I never protected my 1296 receive equipment until I adopted the simultaneous keying concept. Never had a problem. Maybe I was lucky but the 1296 antenna was located further away fron the high powered 50, 144 and 222 antennas.

The best approach is to key all bands simultaneously but drive only the one you want to use. I found that idle current for most amps is low until they are driven. That practice isolates sensitive receive front ends especially if there’s a sequencer on the transmit band, that adds a delay to transmit energy.

I don’t know how you’ll implement that with your new IC-9700. If you have an amp on each of your outputs it’s easy.

GL es 73 Bill W7QQ 


On Jun 1, 2019, at 9:38 PM, Scott K5TA <k5ta@...> wrote:


I have a brand-new IC-9700 that I’m itching to try out in the ARRL contest next weekend.  That rig has 3 separate antenna connections, one for each of its bands (144-432-1296).  I have all the antennas ready to go, and am planning a “rover simulator” operation on my own property — i.e. a mast with the yagis, planted in the ground, and a vehicle pulled up next to it with the radio(s).
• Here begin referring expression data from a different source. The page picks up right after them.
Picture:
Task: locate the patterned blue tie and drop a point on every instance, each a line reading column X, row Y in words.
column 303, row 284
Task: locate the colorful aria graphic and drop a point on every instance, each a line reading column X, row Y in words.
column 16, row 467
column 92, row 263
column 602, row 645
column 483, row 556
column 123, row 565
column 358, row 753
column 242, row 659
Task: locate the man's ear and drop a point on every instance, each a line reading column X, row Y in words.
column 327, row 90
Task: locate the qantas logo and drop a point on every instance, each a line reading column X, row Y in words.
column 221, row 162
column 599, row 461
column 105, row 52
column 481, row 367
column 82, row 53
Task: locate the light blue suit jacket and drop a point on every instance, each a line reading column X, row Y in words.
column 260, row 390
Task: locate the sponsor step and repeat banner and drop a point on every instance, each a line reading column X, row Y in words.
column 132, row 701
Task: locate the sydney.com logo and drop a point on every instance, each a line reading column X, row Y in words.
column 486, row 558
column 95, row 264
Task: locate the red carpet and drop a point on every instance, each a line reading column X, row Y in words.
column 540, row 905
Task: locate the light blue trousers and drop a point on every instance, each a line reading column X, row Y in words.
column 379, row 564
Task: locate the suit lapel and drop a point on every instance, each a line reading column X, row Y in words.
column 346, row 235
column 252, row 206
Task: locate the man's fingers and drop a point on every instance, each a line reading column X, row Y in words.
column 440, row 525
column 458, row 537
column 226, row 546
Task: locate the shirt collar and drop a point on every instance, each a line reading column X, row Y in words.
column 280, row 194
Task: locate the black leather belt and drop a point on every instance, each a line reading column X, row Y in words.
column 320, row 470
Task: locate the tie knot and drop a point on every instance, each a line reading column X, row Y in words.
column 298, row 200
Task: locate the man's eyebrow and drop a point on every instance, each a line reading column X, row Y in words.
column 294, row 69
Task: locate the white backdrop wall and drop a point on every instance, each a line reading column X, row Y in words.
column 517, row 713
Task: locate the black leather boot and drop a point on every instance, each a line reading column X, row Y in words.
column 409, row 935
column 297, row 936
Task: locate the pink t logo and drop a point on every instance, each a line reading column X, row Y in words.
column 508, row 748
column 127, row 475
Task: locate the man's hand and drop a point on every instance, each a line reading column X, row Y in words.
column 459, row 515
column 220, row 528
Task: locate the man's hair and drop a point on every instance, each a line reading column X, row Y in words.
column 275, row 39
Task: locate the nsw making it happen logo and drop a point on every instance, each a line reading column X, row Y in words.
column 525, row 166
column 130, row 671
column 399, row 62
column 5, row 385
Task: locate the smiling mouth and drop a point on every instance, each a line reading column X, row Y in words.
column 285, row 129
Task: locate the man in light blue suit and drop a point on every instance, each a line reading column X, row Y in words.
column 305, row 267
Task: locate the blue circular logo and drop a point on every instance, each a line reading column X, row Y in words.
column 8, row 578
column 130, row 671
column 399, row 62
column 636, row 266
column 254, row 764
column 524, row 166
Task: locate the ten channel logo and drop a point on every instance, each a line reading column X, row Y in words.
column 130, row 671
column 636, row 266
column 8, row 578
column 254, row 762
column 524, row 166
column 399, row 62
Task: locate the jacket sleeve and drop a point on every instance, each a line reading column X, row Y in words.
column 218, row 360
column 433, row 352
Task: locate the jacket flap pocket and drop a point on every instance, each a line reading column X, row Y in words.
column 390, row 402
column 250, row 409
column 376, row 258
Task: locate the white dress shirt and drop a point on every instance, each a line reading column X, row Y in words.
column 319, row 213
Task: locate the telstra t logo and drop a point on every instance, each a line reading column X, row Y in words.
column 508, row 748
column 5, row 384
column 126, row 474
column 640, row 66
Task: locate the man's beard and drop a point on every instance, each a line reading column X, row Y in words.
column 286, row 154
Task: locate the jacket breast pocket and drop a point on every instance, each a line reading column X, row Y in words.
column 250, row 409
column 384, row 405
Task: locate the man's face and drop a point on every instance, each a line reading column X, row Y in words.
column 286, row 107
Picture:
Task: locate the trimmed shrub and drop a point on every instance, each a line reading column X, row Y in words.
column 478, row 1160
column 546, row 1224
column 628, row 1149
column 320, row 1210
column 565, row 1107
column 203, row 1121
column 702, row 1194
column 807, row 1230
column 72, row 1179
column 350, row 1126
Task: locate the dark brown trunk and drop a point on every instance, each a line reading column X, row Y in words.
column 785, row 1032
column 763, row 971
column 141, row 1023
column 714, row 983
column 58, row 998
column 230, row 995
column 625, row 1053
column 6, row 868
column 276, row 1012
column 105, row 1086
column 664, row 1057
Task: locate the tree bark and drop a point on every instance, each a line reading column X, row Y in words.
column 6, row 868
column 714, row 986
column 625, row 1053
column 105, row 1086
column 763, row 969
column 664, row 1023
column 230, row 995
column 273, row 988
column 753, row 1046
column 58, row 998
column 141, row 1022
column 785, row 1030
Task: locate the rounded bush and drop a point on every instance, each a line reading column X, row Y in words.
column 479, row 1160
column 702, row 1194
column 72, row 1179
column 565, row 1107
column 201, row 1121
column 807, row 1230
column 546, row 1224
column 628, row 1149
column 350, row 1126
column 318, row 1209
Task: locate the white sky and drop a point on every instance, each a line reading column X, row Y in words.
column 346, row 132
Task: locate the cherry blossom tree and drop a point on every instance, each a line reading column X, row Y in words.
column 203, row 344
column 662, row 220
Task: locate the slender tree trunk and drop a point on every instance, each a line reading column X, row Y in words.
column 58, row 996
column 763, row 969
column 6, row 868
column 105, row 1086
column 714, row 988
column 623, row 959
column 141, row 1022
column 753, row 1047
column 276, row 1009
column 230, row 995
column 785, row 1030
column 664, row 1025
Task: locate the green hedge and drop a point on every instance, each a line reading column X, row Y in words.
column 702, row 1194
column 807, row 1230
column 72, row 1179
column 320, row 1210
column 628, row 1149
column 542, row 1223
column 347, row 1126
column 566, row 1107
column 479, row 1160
I have looked at numerous pictures of rover setups, and it seems that most, if not all, have short masts with antennas spaced 1-3 feet apart.  I plan to emulate that design, but since the '9700 has 3 separate antenna ports, and only one transmits at a time, I started to be concerned about frying the front-ends of the non-TX bands.  I posted a question about this on the IC-9700 io group, and received loads of responses, ranging from “no problem except for KW power levels” to “you absolutely need all sorts of relays, sequencers, triplexers, filters, or whatever.”  As has happened many times before, my experience with these fora has been less than satisfying.

I know there are extremely experienced rovers and contesters on this list, and I wonder what your ideas are.